Pourquoi « la pagaille » ?

 La pagaille, un terme familier pour dire «  le désordre ». Sorte de chaos.

La pagaille, c’est aussi ce terme poétique de la pagaie qui crée des ondes irrégulières et désordonnées à la surface de l’eau.

La pagaille, c’est enfin ce terme pour dire « en grande quantité ». La pagaille, c’est l’abondance, la profusion.

Pour nous, La Pagaille, c’est ce mouvement de rage contre toute forme d’injustice, de discriminations et d’inégalités. La pagaille pour La Pagaille, c’est pour dire à quel point le monde est sens dessus dessous. Quel est le sens de ce monde dans lequel les 62 plus riches de la planète possèdent autant que la moitié la plus pauvre, soit 3,5 milliards de personnes ?

La pagaille, c’est ce constat d’une perte de sang froid qui tétanise les humains. Face à la perte de solidarité, l’ère est trop souvent au replis sur soi. Comment se rencontrer dans une société dominée par des médias qui jouent sur les peurs de l’autre ?
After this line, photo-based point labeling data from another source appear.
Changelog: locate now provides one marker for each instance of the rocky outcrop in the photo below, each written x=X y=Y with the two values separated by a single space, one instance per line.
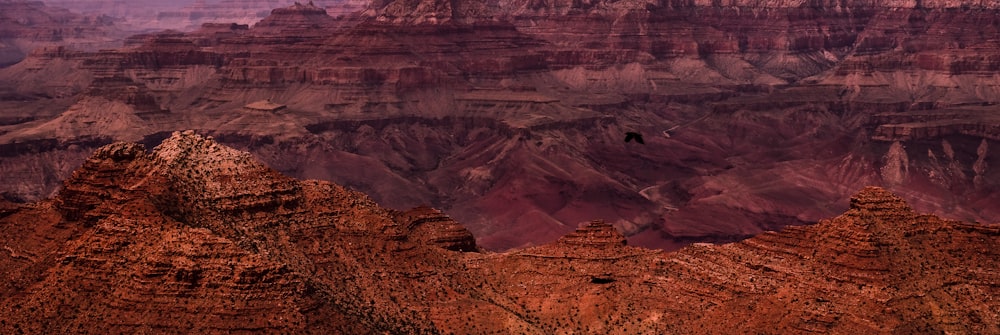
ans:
x=198 y=237
x=432 y=227
x=509 y=115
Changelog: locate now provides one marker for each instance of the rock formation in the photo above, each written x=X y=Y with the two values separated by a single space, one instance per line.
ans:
x=198 y=237
x=508 y=114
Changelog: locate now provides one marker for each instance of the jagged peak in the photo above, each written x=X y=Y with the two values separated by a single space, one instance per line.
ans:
x=300 y=8
x=595 y=233
x=119 y=151
x=878 y=202
x=187 y=149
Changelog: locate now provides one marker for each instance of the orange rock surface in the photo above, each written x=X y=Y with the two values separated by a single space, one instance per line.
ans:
x=196 y=237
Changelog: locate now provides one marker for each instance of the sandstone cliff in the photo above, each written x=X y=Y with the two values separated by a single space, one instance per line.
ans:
x=509 y=115
x=198 y=237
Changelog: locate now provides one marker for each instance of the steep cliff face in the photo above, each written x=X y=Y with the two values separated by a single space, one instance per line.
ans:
x=510 y=115
x=197 y=237
x=26 y=25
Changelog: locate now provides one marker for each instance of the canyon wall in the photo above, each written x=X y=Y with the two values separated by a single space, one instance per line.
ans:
x=193 y=236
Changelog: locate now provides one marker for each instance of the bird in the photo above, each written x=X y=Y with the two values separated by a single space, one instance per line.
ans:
x=629 y=136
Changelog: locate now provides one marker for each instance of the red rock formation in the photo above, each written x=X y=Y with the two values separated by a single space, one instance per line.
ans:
x=509 y=114
x=197 y=237
x=433 y=227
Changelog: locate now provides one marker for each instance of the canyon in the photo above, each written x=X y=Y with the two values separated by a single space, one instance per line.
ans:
x=197 y=237
x=510 y=116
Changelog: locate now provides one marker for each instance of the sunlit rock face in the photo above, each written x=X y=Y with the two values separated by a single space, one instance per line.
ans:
x=510 y=116
x=194 y=236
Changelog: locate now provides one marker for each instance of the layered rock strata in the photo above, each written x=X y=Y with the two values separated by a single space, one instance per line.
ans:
x=510 y=115
x=196 y=237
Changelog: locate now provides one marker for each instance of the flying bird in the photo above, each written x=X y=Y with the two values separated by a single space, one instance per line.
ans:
x=629 y=136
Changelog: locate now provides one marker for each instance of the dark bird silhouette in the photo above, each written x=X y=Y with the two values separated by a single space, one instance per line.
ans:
x=629 y=136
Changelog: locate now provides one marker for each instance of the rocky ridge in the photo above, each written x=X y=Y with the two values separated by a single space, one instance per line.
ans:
x=510 y=116
x=128 y=246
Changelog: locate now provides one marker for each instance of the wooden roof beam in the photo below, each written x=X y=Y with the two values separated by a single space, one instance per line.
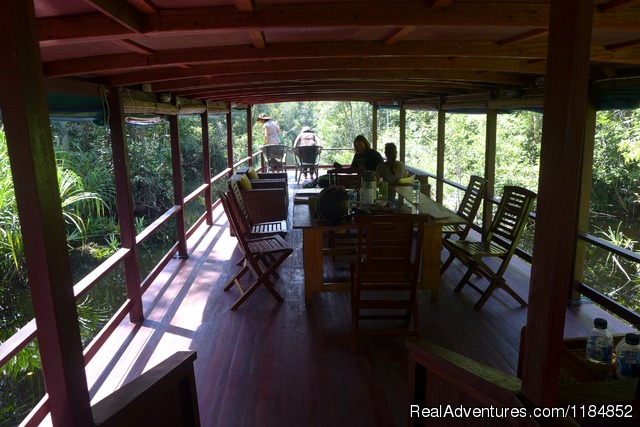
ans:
x=130 y=62
x=510 y=79
x=257 y=37
x=617 y=5
x=400 y=67
x=135 y=47
x=391 y=67
x=399 y=35
x=339 y=15
x=244 y=5
x=121 y=12
x=524 y=37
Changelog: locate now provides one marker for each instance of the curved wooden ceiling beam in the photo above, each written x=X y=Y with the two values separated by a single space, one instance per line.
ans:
x=210 y=55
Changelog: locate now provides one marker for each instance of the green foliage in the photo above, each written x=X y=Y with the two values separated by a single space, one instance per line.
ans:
x=616 y=163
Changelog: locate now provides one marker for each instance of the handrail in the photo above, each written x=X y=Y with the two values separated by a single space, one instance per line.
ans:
x=19 y=340
x=584 y=289
x=603 y=244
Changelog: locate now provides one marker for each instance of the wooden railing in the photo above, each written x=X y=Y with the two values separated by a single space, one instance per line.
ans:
x=597 y=297
x=18 y=341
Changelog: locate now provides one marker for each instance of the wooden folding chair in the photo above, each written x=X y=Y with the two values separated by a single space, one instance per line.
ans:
x=307 y=158
x=262 y=256
x=507 y=225
x=468 y=209
x=385 y=274
x=239 y=210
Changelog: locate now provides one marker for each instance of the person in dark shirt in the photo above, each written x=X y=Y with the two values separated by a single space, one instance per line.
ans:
x=365 y=158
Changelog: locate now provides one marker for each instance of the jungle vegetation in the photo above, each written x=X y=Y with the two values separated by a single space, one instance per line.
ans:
x=87 y=189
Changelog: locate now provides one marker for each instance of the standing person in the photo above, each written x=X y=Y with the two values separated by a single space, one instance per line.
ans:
x=306 y=138
x=365 y=158
x=392 y=169
x=271 y=130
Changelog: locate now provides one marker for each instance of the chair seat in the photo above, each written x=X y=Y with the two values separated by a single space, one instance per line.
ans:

Mais La pagaille, c’est notre envie de secouer un système politique qui n’a de démocratie représentative que le nom. Être une onde pour créer la débandade d’une oligarchie assoiffée par l’unique croissance de son propre patrimoine. Être une vibration contre les dominations. Celles qui créent des opprimés au service des puissants.

La Pagaille, c’est aussi le constat que nous sommes des milliers, des millions, des milliards…nous sommes si nombreux à ne pas accepter l’inacceptable. Nous sommes riches de toute notre créativité, de toute notre inventivité, de tout notre élan artistique pour construire un monde où chacun et chacune ait une place digne et juste.

La Pagaille, c’est en conscience des mécanismes structurels de dominations et en rencontrant l’autre dans sa différence que naît notre propre humanité.

La Pagaille, c’est cet espace de rencontre, d’expérimentation, d’apprentissage mutuel pour lutter contre les oppressions. C’est mettre en pratique toute notre imagination pour créer un monde plus harmonieux, sensuel, poétique et drôle.

La pagaïe? Mais c’est quand les événements débordent les règlements édictés dans un État bien policé qui n’a rien laissé à l’imprévu (Cendrars, Main coupée, 1946, p.107)

1 réflexion sur « Pourquoi « la pagaille » ? »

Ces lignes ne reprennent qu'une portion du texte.